A recent Robert Walters Employee Insight survey of almost 500 professionals revealed that nationally, only 37 per cent of employees admired the actions of their employer throughout the GFC. Eighteen per cent did not approve of the way their employer dealt with the GFC, with one-third of this group becoming disengaged.

Only 32 per cent of baby boomers admired the way their employer handled the downturn against 40 per cent of gen-Ys. Nicholson says baby boomers were more cynical about how their employers handled the downturn because they have been through recessions before.

“They’re older and probably have family to support and have a more rapid need to find work should that work be taken away from them.”

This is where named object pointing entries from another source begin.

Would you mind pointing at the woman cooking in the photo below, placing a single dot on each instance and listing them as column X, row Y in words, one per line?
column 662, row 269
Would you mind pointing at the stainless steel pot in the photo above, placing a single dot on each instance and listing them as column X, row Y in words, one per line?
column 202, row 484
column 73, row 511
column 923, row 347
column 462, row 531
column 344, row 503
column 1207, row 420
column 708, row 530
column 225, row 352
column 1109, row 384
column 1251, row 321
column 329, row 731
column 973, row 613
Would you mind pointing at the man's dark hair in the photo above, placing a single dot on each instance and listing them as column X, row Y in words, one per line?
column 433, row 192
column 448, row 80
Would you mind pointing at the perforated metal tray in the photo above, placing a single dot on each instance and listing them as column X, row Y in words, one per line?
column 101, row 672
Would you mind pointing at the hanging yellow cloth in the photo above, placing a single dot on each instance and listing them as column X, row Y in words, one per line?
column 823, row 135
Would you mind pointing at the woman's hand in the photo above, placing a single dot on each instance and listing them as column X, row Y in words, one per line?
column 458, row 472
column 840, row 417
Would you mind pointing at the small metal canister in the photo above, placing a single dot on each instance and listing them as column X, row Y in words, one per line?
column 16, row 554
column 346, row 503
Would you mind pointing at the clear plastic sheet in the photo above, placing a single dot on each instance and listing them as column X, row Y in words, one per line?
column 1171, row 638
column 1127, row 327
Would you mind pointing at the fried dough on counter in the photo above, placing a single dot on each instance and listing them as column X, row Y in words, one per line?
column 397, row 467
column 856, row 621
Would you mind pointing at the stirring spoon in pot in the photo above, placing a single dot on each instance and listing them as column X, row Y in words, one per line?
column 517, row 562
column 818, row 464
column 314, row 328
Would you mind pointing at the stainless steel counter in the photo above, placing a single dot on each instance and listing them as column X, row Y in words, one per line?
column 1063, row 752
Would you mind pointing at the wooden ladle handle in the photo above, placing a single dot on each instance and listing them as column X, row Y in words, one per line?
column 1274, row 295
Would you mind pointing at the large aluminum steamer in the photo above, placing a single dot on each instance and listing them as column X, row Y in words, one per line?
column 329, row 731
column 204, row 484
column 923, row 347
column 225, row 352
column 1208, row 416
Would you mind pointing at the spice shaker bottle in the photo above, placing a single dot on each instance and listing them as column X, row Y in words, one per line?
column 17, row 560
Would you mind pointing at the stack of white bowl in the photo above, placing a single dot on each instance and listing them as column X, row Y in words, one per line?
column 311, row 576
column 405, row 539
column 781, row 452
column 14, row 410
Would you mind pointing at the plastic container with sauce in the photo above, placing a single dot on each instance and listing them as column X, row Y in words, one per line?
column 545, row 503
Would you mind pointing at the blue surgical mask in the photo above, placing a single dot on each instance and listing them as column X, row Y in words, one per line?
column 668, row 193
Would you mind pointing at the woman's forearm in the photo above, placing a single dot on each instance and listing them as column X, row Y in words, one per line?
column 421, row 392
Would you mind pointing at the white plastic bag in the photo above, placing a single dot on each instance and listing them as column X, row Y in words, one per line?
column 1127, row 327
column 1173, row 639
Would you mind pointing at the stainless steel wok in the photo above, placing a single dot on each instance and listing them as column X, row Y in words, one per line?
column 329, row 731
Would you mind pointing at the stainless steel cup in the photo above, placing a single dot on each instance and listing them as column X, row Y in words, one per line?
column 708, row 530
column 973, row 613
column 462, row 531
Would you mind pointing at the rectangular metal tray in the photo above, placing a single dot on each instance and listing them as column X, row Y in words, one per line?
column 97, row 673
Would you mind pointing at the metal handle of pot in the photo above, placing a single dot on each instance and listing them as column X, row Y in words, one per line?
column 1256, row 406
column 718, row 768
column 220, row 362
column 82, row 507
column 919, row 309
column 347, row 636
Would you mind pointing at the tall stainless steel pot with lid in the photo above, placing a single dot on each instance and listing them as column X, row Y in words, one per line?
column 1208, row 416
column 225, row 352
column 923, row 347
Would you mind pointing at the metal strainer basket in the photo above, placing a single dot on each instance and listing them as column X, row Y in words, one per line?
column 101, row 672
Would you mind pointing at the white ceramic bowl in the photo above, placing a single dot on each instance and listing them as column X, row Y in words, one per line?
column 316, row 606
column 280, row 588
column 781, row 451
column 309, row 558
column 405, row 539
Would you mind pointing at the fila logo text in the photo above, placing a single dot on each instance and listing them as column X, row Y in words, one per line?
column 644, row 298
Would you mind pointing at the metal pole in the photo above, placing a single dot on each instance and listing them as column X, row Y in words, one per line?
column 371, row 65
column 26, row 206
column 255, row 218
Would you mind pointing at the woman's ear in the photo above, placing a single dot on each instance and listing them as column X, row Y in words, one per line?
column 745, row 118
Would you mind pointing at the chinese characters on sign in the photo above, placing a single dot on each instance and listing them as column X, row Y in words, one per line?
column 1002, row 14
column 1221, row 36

Nicholson says it is harder for baby boomers to re-enter the workforce after they have been made redundant.

“Employers tend to rehire young people when they are trying to regenerate the workforce — they rarely go back to the people they let go of. They don’t necessarily favour gen Y, but take people a bit further down the ladder… who are aggressively climbing it.”

Nicholson explains candidates who felt they were treated poorly during the GFC are now using it as a reason to be “looking for other opportunities out there”.

The first six months of this year saw a lot of candidates talking to other organisations with the intention of changing jobs, says Nicholson. But he cautions candidates to do their research before they jump ship, as the employment market isn’t as strong as it is made out to be.

“There is an assumption that employment is on the up and everyone is getting a lot of offers. Actually, inherently by definition, it’s the top 20 per cent who will get multiple offers and who are also probably the happiest and best looked after by their current employer.
 
Everyone tends to chase this same part of the candidate population. There are also a lot of people trying to get back into the workforce who lost positions before the GFC, but who aren’t finding it as easy due to either their profile or skills.”

Candidates may need to upskill to make themselves more competitive, but they also need to be realistic about the strength of the employment market, says Nicholson. There was a lot of confidence in the first half of this year, with companies rehiring as they rebuilt their businesses, but they are now assessing how much room for growth there is.

“I think people are still a bit tentative on that,” he says.

Nicholson advises candidates to consider their options carefully when comparing companies, because there could be a dip down the line.

“People might have moved from one shaky table to another. There is a possibility, hopefully remote, of another downturn. Australia is not isolated in that respect,” he says.

Article from The Australian, July, 2010.